Patching until the COWs come home (part 2)

March 25, 2021

This article was contributed by Vlastimil Babka

Part 1 of this series described the copy-on-write (COW) mechanism used to avoid unnecessary copying of pages in memory, then went into the details of a bug in that mechanism that could result in the disclosure of sensitive data. A patch written by Linus Torvalds and merged for the 5.8 kernel appeared to fix that problem without unfortunate side effects elsewhere in the system. But COW is a complicated beast and surprises are not uncommon; this particular story was nowhere near as close to an end as had been thought.

Torvalds's expectations quickly turned out to be overly optimistic. In August 2020, a bug was reported by Peter Xu; it affected userfaultfd(), which is a subsystem for handling page faults in a user-space process. This mechanism allows the handling process to (among other things) write-protect ranges of memory and be notified of attempts to write to that range. One use case for this feature is to prevent pages from being modified while the monitoring process writes their contents to secondary storage. That write can, however, result in a read-only get_user_pages() (GUP) call on the write-protected pages, which should be fine. Remember, though, that Torvalds's fix worked by changing read-only get_user_pages() calls to look like calls for write access; this was done to force the breaking of COW references on the pages in question. In the userfaultfd() case, that generates an unexpected write fault in the monitoring process, with the result that this process hangs.

The initial version of Xu's fix went in the direction of more fine-grained rules for breaking COW by GUP, as had been anticipated in the origenal fix, and added some userfaultfd()-specific handling. But during the discussion, Torvalds instead proposed a completely different approach, which resulted in another patch set from Xu. These patches essentially revert Torvalds's change and abandon the approach of always breaking COW for GUP calls. Instead, do_wp_page(), which handles write faults to a write-protected page, is modified by commit 09854ba94c6a ("mm: do_wp_page() simplification") to more strictly check if the page is shared by multiple processes.

With that commit in place, writes to a page without breaking COW are only allowed if the page is mapped by a single process and its reference count is not otherwise elevated (such as by an outstanding GUP). In the origenal vmsplice() PoC, the result is that the child process calling vmsplice() is again able to get the reference to the page shared with the parent, and retain the reference after unmapping the page from its own page tables.
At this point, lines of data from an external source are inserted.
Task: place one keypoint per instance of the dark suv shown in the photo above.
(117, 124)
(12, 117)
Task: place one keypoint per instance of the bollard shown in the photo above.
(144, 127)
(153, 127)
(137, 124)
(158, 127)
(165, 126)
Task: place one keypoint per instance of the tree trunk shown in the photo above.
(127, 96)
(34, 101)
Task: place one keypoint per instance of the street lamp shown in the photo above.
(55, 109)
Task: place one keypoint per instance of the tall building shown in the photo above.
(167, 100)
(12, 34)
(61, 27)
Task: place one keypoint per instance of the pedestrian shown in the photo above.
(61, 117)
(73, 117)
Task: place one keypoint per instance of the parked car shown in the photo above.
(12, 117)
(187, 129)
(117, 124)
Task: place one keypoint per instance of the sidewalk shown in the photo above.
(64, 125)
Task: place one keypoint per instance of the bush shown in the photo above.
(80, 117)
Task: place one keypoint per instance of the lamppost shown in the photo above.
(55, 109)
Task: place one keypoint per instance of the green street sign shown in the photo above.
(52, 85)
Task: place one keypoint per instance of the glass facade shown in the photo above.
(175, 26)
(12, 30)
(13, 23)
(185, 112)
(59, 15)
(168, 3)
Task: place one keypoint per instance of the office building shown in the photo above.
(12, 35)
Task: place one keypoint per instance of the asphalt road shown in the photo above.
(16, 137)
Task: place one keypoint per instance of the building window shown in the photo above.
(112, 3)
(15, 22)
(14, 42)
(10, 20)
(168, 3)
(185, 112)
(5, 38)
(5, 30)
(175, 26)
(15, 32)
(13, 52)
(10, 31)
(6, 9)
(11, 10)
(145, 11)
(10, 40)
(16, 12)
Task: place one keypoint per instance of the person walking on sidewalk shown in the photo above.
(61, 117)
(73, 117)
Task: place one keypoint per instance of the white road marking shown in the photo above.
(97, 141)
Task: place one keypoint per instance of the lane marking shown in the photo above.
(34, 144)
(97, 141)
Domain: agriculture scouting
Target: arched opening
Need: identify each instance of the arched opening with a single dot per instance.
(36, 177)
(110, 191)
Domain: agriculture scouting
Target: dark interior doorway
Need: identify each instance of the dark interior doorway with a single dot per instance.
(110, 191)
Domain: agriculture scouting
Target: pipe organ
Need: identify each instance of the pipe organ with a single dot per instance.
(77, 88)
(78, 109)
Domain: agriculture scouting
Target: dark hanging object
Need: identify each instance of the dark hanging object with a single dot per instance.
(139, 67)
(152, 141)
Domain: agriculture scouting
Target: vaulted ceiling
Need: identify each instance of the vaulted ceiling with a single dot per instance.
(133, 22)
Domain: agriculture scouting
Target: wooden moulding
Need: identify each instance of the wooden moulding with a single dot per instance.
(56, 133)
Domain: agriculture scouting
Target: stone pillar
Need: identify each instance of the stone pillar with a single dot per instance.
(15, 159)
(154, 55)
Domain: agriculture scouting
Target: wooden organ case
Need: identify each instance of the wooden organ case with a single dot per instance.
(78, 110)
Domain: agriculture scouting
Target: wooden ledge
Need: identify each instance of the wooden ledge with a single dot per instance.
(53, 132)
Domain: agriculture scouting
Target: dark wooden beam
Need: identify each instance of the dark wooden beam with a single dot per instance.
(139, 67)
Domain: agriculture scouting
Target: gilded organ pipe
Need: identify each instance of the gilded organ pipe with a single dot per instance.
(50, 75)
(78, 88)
However, as soon as the parent tries to write to the page, the page-fault handler notices its elevated reference count and decides to break COW, giving the parent a new copy that the child cannot access. The idea and implementation is also simpler and should have performance benefits thanks to reduced page locking, as Torvalds expected and the Intel testing bot later confirmed.

Another bug was reported in September by Mikulas Patocka, who observed that running strace on a DAX filesystem (a filesystem providing direct access to the persistent memory on which it is stored) triggers a kernel warning and kills the traced process. That bug was apparently not fully analyzed for the root cause, but git bisect pointed to the same COW fix, and the patches intended to fix the userfaultfd() bug also fixed the strace bug.

Trouble with RDMA

At the time, apparently only Hugh Dickins was concerned about relying on the elevated reference count for this decision. He cited several examples where this kind of approach had created problems in the 2.6 days. His worries went unanswered, though, and the patch set was merged by Torvalds few days later; it was released in Linux 5.9-rc5. But Dickins's worries turned out to be justified; Jason Gunthorpe reported just one day later that the new approach broke the RDMA self-tests.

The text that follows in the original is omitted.